Agentes da história: a trajetória de lutas dos(as) funcionários(as) de escola por reconhecimento e valorização

Agentes da história: a trajetória de lutas dos(as) funcionários(as) de escola por reconhecimento e valorização

Reportagem especial resgata momentos marcantes da organização dos(as) trabalhadores(as) de escola para sair da invisibilidade e exigir valorização e o reconhecimento de profissionais da educação

Ao longo da história da APP-Sindicato, e especialmente nas últimas últimas décadas, os(as) funcionários(as) de escola têm consolidado a identidade desse segmento da categoria dos(as) profissionais da educação e mostrado para governos e sociedade que não são meros executores de tarefas, mas agentes ativos do ensino e da aprendizagem.

Na defesa de seus direitos, criaram associação, sindicato, fizeram greve de fome, marcha entre Ponta Grossa e Curitiba, ocupações, campanhas e mobilizações para dialogar com a comunidade. Houve, inclusive, ações para conscientizar o próprio segmento de que, independente do cargo que exercem dentro da escola, também são educadores(as).

Entre tantas vitórias, a lei do plano de carreira, sancionada em 2008, e a inclusão do segmento no rol de profissionais da educação reconhecidos pela lei nacional de diretrizes e bases da educação (LDB), em 2009, são consideradas duas das maiores conquistas da organização e da luta desses(as) trabalhadores(as).

Leia também: Lutas e conquistas da APP-Sindicato

“Antes nós não éramos reconhecidos, mas a partir do momento que passamos a ocupar uma área profissional, desencadeou todo o fortalecimento para chegar a um plano de carreira e à própria formação. A política de valorização, a partir da profissionalização, foi o pontapé inicial”, relata o funcionário de escola José Valdivino Moraes.

A organização sindical dos(as) funcionários(as) teve início com Sinsepar, que depois mudou de nome para Sinte, antes de unificar com a APP – Foto: Arquivo

 

Mobilização dos(as) funcionários(as), realizada em 2006, enfatizou a importância de ser visto como educador(a) – Foto: Arquivo

Atualmente secretário-executivo da Confederação Nacional dos Trabalhadores em Educação (CNTE), Valdivino, como é mais conhecido, é um exemplo da transformação que esse movimento de luta promove na vida profissional do(a) trabalhador(a) de escola e devolve para a população como um serviço público de qualidade.

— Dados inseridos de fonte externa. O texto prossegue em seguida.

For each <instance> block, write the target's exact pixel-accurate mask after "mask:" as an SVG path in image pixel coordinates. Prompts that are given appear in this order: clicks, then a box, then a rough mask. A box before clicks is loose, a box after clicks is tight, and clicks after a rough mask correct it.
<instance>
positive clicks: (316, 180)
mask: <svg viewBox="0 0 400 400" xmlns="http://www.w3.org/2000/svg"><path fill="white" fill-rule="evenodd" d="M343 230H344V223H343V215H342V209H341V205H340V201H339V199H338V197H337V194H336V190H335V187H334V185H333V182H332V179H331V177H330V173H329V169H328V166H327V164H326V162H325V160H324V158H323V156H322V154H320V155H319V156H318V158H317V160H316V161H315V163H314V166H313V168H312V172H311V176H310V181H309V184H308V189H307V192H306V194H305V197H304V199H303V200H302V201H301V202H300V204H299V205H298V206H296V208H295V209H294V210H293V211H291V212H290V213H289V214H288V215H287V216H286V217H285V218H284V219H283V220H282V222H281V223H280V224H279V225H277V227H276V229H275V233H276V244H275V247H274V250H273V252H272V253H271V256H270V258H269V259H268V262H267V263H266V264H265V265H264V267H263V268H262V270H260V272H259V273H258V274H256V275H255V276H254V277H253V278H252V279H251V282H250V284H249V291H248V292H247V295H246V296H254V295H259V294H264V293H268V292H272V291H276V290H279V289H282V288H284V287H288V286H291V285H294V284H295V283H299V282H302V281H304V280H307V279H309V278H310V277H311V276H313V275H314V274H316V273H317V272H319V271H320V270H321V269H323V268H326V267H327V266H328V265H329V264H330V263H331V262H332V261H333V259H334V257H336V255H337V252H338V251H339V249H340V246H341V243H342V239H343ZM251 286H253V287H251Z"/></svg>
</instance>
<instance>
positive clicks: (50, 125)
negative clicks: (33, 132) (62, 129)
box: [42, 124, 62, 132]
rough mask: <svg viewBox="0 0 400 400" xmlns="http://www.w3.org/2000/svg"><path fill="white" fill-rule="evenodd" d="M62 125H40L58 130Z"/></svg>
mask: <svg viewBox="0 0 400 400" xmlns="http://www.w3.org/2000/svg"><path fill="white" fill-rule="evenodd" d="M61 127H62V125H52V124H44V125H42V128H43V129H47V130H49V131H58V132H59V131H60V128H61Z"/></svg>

Valdivino conta que ingressou como funcionário no ano de 1986, no Colégio Estadual José Siqueira Rosas, de Ivaiporã, norte do estado, mas sentia vergonha por passar escovão, varrer sala de aula e lavar banheiro de escola. Frustrado com o baixo salário e com a falta de prestígio da profissão, chegou a se formar em pedagogia e exercer também a função de professor pedagogo. 

Pouco tempo depois, após se engajar na luta sindical, deixou o magistério. Foi presidente do Sindicato dos Servidores dos Estabelecimentos de Estaduais do Paraná (Sinsepar) – que depois passou a se chamar Sindicato dos Trabalhadores da Educação Pública do Paraná (Sinte) – e participou do processo de unificação da entidade com a APP-Sindicato, onde também integrou a direção estadual.

“Hoje sou um funcionário da educação que não tem mais aquela frustração”, lembra Valdivino. Isso porque, para ele, a partir da mobilização em prol do reconhecimento e valorização, os(as) funcionários(as) de escola foram motivados a estudar e a aprofundar a concepção de que são educadores(as). “Então a sociedade passou a ter dentro das escolas profissionais com a capacidade intelectual bem desenvolvida do ponto de vista pedagógico, não só na sala de aula, mas também na secretaria, no pátio, na cozinha, em todos os espaços da escola”, explica.

Em 1997 acontece a unificação do Sinte com a APP-Sindicato agrupando a luta de funcionários(as) e professores(as) – Foto: Arquivo

Greve de fome

Nunca foi fácil enfrentar governos tiranos e cruéis com o funcionalismo estadual. Apesar disso, Valdivino recorda com satisfação de ter participado de diversas batalhas, pois afirma que é com organização e luta que a classe trabalhadora resiste aos ataques, conquista seus direitos e contribui na construção de uma sociedade justa para todos(as).

Em 1998, por exemplo, ele e mais sete professores(as) iniciaram uma greve de fome para reverter medidas neoliberais do governo. A gestão Jaime Lerner tentava destruir a estrutura de organização dos(as) educadores(as) cortando a consignação da mensalidade sindical na folha de pagamento.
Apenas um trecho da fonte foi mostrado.